Instructions for SplicePredictor
Program description
The current version of SplicePredictor implements Bayesian models for
splice site prediction trained as described in
Reference 1.
The predictions are implicitely based on the three variables of (i) degree of
matching to the splice site consensus, (ii) local compositional contrast, and
(iii) assessment of 3-base periodicity in coding regions.
The models assign a P-value between 0 and 1 to each potential splice site
such that true sites mostly score high and non-sites mostly score low.
The P-values represent intrinsic splice site quality: in otherwise
constant context, sites with increased P-value are predicted to result in
more efficient splicing (Reference 2).
Improvements to the basic model include the context-dependent scores rho
and gamma (Reference 3).
The rho-value of a given site is calculated as a weighted product of its
P-value times the P-value of its best potential intron-forming complementary
splice site; 0 < rho < 1.
The gamma-value of a site reflects how well this site fits in the locally
predicted splicing pattern.
If the given site is in a context that suggests preferred usage of nearby sites
as splicing partners to the exclusion of the given site, its gamma-value
will be zero.
Otherwise it will be a positive value less or equal to 2; high values of
gamma would strongly suggest actual usage of the site.

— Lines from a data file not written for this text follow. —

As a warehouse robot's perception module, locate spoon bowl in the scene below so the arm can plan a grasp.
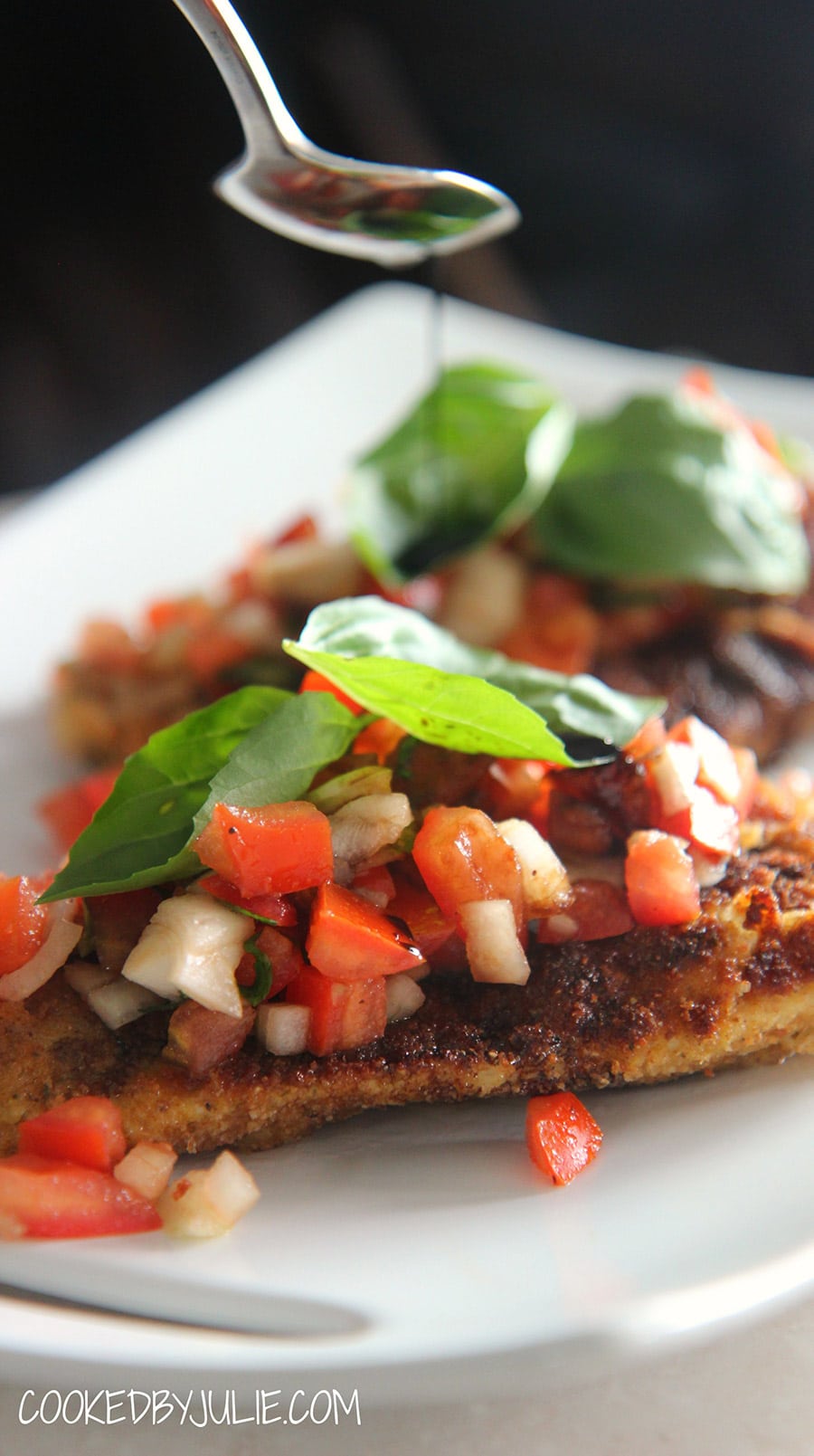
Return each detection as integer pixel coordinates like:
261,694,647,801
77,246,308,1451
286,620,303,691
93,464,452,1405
175,0,520,268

To quickly assess the overall quality of a site we implemented a * grading
system: the values of P, rho, and gamma are labeled 5*,
4*, 3*, or 2* if they match or exceed the threshold values for 90%, 80%,
65%, and 50% prediction specificity on a training set, 1* otherwise.
The sum of the *-values (attaining values between 3* and 15*) serves as a
simple combined measure.
For example, sites scoring 14* or 15* are highly reliable (estimated
specificity > 90%).
Currently, precise estimates of specificity were only assessed for maize and
Arabidopsis sites using earlier P-value predictions based on logitlinear
models (Reference 3).
Minimal input to the program consists of a genomic sequence for which potential
splice sites are to be listed.
Optionally, the user may also supply cDNA/ESTs or "target proteins" which are
known or suspected to significantly match the genomic sequence or its
translation into encoded amino acids chains.
If supplied, the algorithm will return optimal spliced alignments which
"thread" the targets into the genomic DNA by scoring for splice sites and
sequence similarity in potential exons while allowing for introns as long gaps
in the alignment (References 4 and 5).
Genomic DNA input
Genomic DNA may be supplied by pasting into the text window or by file upload
(type the name of your sequence file or select the file using the Browse
option; note that this refers to files residing on your local disk).
Alternatively, you may simply supply a GenBank accession number and our server
will automatically retrieve the corresponding file from
GenBank
(no format selection necessary); this sequence retrieval function is based on
Bioperl.
Plain sequence format
refers to raw sequence data pasted or typed into the sequence area.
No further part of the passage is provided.